Die revolutionäre Deutung der Hegel‘schen Formel prägte den Linkshegelianismus, die Untertänigkeit unter den preußischen König predigten die Rechtshegelianer.

Heute müssten wir unmissverständlicher formulieren: Freiheit ist Einsicht in die Notwendigkeit, um oberhalb oder innerhalb der Notwenigkeit jenes Reich der Freiheit durch Einsicht zu errichten, das uns die Natur zugesteht – solange sie von uns nicht geschädigt wird. Notwendigkeit lässt Freiheit zu, sofern Freiheit die Notwendigkeit nicht überstrapaziert.

Naturgesetze sind kein Stahlkorsett, das dem Menschen den Atem abschnürt, sodass er nicht mehr laufen kann.

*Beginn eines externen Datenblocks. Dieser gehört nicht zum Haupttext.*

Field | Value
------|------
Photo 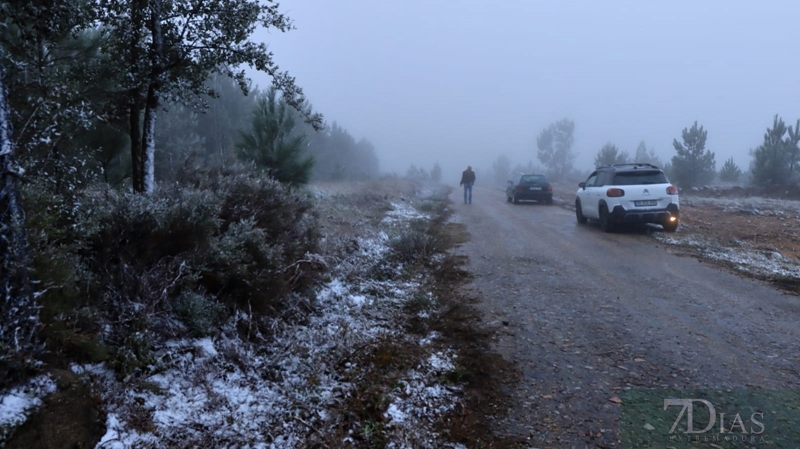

Sie sind ein weites bequemes und schützendes Gewand, mit dem wir uns drehen und wenden, hüpfen und tanzen können. Wäre Kausalität nur Strangulation, wie könnte die Evolution so ungeheuer viele und immer neue Exemplare verschiedener Lebewesen erfinden?

Kausalität ist ein- und ausatmende, sich frei bewegende und erfinderische Notwendigkeit. Wer nur beklemmende Notwendigkeit sieht, macht sich zu ihrem Sklaven. Wer nur Freiheit sieht, macht sich zum omnipotenten Gott.

Der Mensch ist weder Sklave noch Gott der Natur. Zwischen beiden Extremen schwankt er hin und her und hat seine Rolle als Wesen des rechten Maßes noch nicht gelernt.

Die Moderne ist die Epoche des Maßlosen, das man nach Hegel an seinem „Fortgang ins Unendliche“ erkennen kann. Das rechte Maß wäre das Geheimnis der „Eintracht zwischen Mensch und Natur“.

Vergangenheit ist verfestigte und akkumulierte Kausalität, der wir solange unterliegen, solange wir keine Einsicht über sie gewonnen haben.

Nach dem hoffnungsvollen internationalen Aufbruch der Nachkriegszeit wird die Gegenwart zunehmend zum bewusstseinslosen Plagiat aller unaufgearbeiteten Vergangenheiten.

Wer Vergangenheit nicht erkennt, hat seine Zukunft bereits hinter sich.